Speech to text
Speaker diarization: This endpoint transcribes audio AND identifies who said what. For simple transcription without speaker labels, this is still the endpoint to use.
POST /v1/audio/diarize
Request body
| Parameter | Type | Description |
|---|---|---|
model |
string | Transcription model. Use whisperx. Required |
file |
file | Audio file to transcribe. MP3, WAV, FLAC supported. Required |
language |
string | Language code (e.g., nl, en). Auto-detected if not specified. |
Example request
The diarization endpoint is not part of the OpenAI SDK, so use a direct HTTP request.
import os
import requests
response = requests.post(
"https://router.appelon.ai/v1/audio/diarize",
headers={"Authorization": f"Bearer {os.environ['APPELON_API_KEY']}"},
files={"file": open("interview.mp3", "rb")},
data={"model": "whisperx", "language": "nl"}
)
result = response.json()
print(result["text"])
Response with speaker labels
WhisperX provides speaker diarization: it identifies different speakers in the audio.
{
"text": "Welkom bij dit interview.
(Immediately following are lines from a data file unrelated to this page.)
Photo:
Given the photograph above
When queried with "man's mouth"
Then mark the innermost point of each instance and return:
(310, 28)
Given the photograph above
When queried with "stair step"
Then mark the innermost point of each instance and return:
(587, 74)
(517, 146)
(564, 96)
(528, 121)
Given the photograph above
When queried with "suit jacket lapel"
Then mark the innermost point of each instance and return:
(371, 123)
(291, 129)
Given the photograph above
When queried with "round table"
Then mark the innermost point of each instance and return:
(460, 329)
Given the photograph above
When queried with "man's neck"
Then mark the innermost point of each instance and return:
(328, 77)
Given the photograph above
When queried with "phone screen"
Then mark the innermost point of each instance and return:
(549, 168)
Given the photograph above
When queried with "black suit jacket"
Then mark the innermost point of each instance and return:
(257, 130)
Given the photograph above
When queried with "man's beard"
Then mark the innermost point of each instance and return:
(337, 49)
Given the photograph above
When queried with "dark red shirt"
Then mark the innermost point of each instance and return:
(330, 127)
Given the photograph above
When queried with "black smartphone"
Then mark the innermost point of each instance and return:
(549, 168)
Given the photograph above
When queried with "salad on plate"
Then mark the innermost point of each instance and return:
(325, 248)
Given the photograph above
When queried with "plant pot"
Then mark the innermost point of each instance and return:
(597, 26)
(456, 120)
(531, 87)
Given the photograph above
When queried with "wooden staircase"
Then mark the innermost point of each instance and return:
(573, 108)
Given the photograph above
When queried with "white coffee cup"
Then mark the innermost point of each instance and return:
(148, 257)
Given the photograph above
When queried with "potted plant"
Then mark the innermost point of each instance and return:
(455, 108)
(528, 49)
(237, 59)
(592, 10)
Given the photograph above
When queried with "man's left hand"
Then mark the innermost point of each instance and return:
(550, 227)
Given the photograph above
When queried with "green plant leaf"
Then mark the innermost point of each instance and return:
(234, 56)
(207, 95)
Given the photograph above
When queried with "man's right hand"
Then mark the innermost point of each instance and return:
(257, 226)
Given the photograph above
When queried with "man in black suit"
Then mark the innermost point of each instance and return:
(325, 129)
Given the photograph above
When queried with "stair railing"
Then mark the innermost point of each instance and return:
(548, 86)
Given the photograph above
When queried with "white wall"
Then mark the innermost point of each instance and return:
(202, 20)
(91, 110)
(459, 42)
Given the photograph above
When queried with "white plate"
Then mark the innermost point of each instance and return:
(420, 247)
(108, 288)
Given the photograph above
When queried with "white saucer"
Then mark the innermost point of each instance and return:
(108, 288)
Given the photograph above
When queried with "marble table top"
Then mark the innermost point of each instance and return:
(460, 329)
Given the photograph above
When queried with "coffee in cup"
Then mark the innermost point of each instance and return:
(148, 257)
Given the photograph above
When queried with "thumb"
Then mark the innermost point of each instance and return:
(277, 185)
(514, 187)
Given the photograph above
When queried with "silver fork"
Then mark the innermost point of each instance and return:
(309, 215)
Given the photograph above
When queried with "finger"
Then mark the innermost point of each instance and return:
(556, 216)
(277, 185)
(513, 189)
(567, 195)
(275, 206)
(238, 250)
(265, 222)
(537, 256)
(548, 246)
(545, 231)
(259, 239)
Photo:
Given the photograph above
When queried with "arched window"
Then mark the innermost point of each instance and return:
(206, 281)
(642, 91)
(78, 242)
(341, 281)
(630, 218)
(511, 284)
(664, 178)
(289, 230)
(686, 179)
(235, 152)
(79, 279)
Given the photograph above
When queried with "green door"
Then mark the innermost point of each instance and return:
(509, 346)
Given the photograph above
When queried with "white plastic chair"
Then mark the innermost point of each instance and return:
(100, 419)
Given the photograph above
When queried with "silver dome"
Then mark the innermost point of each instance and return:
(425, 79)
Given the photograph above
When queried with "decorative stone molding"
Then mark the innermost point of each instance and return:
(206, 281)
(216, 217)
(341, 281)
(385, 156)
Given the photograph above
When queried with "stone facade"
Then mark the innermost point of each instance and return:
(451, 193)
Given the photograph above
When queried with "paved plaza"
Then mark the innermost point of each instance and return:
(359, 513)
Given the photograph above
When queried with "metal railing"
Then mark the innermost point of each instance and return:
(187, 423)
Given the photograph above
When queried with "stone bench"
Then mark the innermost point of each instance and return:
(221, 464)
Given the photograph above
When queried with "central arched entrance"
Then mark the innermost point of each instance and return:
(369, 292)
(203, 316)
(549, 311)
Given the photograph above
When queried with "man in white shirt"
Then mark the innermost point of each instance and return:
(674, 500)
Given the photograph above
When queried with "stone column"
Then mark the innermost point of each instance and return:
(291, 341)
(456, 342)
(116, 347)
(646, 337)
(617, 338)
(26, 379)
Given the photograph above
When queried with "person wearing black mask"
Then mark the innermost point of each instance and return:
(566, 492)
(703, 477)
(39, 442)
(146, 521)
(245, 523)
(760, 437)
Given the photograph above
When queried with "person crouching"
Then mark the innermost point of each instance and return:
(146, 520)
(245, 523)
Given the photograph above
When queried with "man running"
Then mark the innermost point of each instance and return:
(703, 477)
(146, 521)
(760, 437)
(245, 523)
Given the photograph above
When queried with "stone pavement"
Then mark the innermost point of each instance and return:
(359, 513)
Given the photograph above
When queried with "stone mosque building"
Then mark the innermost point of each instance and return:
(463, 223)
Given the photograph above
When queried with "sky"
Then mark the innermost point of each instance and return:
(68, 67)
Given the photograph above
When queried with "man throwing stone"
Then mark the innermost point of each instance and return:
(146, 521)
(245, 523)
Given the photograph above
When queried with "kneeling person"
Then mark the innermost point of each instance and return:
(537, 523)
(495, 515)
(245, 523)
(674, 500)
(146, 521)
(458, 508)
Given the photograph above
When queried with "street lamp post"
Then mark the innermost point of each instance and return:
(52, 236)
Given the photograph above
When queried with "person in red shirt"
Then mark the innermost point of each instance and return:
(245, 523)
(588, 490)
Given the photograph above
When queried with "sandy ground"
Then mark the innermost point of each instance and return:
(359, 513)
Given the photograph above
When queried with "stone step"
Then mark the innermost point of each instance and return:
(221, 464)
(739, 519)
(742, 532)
Dank je wel voor de uitnodiging.",
"segments": [
{
"start": 0.0,
"end": 2.5,
"text": "Welkom bij dit interview.",
"speaker": "SPEAKER_00"
},
{
"start": 2.8,
"end": 5.1,
"text": "Dank je wel voor de uitnodiging.",
"speaker": "SPEAKER_01"
}
]
}
Supported formats
- MP3
- WAV
- FLAC
- M4A
- OGG
Language support
WhisperX supports 90+ languages including Dutch, English, German, French, Spanish, and more. Language is auto-detected, but specifying it improves accuracy.